L’iscrizione apposta sulla lapide è la seguente:

“SACRIFICANDO LIBERTÀ E AFFETTI
LE CONDANNATE DAL TRIBUNALE SPECIALE
QUI RINSERRATE
NEL GELIDO SILENZIO DI QUESTE MURA TENEBROSE
CONTRIBUIRONO A RICONQUISTARE ALL’ITALIA
CONTRO L’ODIOSA DITTATURA FASCISTA
DEMOCRAZIA E INDIPENDENZA
ASSICURANDO INSIEME ALLE SUE DONNE
BUON TITOLO ALLA PARITÀ DEI DIRITTI
DA SEMPRE LORO NEGATA
PER SUSSEGUIRSI DI EPOCHE E DI CIVILTÀ
I CITTADINI DEMOCRATICI DI PERUGIA
RICONOSCENTI
NE AFFIDANO LA MEMORIA E L’INSEGNAMENTO
ALLE GIOVANI GENERAZIONI
PROVINCIA DI PERUGIA
A.N.P.P.I.A
7 OTTOBRE 1979

RIPRISTINATA DALLA PROVINCIA DI PERUGIA E DALL’A.N.P.P.I.A. IN DATA 26 GENNAIO 2021.

 

Alla cerimonia hanno partecipato:

Erika Borghesi in rappresentanza della Provincia di Perugia

Chiara Armenia Viceprefetto vicario

Edi Cicchi assessore alle pari opportunità del Comune di Perugia

Alberto Stella e Carlo Chianelli iscritti ANPPIA

Francesca Candori docente Università di Perugia

Fulvio Brillo dirigente aggiunto di Polizia Penitenziale del nuovo complesso Perugia-Capanne.

 

Le parole di Erika Borghesi:

“Clara Balboni, Anna Bazzini, Adele Bei, Maria Bernetich, Anna Bessone, Francesca Vera Ciceri Invernizzi, Cesira Fiori, Lea Giaccaglia, Ergenite Gili, Lucia Gobetto, Antonia Logar, Rosa Messina, Lucia Olivo, Marcellina Oriani, Anna Pavignano, Maria Maddalena Pizzato, Anita Pusterla, Camilla Ravera, Giorgina Rossetti, Carmelina Succio, Iside Viana, Valeria Wachenhusen. Nel ricordo di queste donne – ha detto Erika Borghesi – condannate dal Tribunale Speciale tra il 1928 e il 1943 per avere svolto attività antifascista, il 7 ottobre 1979 fu scoperta una lapide affissa sul muro di cinta del carcere di Perugia, dove erano state detenute. Tutti dobbiamo essere grati a queste donne 23 donne eroiche del Partito Comunista, che lottarono contro il fascismo. Tra queste, alcune dopo il carcere intrapresero l’impegno politico. Le donne antifasciste condannate dal Tribunale Speciale, in tutt’Italia, dal 1927 al 1943, furono 161”.

 

Le parole dei partecipanti alla cerimonia

“Queste – ha detto Chiara Armenia – erano le prime lotte delle donne per la democrazia, la libertà e la parità di genere. L’ideale di donna fascista era quello di casalinga parsimoniosa e ignorante fattrice, silenziosa ombra del marito e madre dei futuri soldati da offrire alla Patria”.

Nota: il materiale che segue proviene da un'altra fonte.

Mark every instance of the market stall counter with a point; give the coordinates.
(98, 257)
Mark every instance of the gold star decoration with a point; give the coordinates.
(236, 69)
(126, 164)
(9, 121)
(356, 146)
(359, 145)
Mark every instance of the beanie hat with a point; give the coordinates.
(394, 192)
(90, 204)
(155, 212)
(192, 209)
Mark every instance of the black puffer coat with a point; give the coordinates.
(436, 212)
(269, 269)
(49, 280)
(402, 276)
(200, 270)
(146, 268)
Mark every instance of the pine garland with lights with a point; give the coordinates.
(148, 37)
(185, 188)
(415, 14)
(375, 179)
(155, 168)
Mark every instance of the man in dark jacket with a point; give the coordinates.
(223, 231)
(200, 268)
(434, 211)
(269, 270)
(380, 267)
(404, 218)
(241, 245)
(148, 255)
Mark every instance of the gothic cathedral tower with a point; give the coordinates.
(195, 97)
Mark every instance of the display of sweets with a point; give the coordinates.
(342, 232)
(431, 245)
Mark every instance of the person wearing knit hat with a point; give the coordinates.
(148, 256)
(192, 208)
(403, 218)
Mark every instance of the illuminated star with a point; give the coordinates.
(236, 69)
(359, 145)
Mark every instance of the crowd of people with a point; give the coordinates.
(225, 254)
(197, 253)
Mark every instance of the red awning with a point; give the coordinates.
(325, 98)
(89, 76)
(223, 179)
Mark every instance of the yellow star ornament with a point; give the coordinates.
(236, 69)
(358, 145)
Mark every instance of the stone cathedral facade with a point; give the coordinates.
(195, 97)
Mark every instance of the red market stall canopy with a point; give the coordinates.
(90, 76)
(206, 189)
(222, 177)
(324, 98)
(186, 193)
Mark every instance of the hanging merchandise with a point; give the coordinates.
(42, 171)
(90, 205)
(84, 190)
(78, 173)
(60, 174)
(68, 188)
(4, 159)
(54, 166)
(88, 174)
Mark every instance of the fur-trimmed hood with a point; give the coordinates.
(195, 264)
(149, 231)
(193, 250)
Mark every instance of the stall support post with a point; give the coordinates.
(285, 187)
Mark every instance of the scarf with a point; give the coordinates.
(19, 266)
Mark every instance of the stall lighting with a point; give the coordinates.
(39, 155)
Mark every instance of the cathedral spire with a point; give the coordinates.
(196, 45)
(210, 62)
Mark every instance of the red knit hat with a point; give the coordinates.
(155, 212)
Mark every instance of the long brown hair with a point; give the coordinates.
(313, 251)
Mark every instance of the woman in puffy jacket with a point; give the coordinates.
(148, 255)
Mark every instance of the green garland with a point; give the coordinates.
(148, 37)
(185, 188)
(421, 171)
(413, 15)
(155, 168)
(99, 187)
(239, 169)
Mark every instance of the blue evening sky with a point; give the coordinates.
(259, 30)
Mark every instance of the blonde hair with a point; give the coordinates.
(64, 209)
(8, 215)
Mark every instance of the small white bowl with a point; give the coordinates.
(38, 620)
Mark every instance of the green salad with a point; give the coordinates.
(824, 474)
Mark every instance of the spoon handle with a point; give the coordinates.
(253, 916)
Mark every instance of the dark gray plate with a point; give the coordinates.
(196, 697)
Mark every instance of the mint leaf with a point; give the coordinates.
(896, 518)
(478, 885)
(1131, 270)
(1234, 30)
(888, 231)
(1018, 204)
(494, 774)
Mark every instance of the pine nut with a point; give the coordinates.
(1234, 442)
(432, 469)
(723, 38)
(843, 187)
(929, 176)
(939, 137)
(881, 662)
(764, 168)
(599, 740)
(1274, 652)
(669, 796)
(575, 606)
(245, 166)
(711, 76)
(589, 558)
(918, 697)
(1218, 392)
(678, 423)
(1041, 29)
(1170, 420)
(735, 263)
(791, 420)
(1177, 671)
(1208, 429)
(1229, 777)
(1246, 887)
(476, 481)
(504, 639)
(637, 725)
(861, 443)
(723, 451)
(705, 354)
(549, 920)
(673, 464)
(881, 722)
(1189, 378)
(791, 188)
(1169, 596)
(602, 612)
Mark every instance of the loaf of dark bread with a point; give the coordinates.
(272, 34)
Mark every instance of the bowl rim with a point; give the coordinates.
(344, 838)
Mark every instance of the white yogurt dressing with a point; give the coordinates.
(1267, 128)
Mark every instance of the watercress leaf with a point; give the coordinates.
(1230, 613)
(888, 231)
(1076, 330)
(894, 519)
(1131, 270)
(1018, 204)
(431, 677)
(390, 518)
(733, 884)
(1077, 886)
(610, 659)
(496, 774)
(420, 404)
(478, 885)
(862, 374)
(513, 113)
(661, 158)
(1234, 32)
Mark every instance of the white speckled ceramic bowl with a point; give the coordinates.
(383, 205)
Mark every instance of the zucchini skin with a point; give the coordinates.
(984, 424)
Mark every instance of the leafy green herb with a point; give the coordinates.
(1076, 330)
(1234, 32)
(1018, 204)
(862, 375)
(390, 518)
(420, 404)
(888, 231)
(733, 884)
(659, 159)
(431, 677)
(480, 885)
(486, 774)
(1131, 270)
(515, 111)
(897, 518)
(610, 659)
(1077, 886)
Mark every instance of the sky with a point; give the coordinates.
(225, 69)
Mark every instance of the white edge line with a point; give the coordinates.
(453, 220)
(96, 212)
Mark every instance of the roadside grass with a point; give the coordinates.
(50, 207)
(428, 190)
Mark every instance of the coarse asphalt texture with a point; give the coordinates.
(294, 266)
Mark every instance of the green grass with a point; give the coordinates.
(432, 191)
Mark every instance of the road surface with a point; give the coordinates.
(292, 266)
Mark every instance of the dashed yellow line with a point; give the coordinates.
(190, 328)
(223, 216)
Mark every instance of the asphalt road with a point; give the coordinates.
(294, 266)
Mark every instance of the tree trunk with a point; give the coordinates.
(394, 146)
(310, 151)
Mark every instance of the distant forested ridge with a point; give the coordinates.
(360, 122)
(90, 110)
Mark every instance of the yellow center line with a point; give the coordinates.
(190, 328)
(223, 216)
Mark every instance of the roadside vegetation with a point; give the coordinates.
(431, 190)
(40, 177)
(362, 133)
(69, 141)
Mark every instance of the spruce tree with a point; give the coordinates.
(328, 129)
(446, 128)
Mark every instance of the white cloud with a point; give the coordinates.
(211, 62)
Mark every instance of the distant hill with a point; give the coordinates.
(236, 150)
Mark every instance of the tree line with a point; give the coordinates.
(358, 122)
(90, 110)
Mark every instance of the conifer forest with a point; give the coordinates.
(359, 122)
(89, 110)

Edi Cicchi ha sottolineato: “Quando si parla di guerra si pensa ad immagini al maschile, ma la guerra l’hanno fatta anche le donne lavorando con impegno nei campi e nelle case per sostenere gli uomini che erano al fronte”.

“L’Istituto Magistrale situato qui davanti – hanno ricordato Alberto Stella e Carlo Chianelli – è stato durante il fascismo il punto di raccolta degli ebrei che dopo furono portati ad Isola Maggiore. Anche sulle mura di questa scuola andrebbe apposta una targa in ricordo di questo momento”.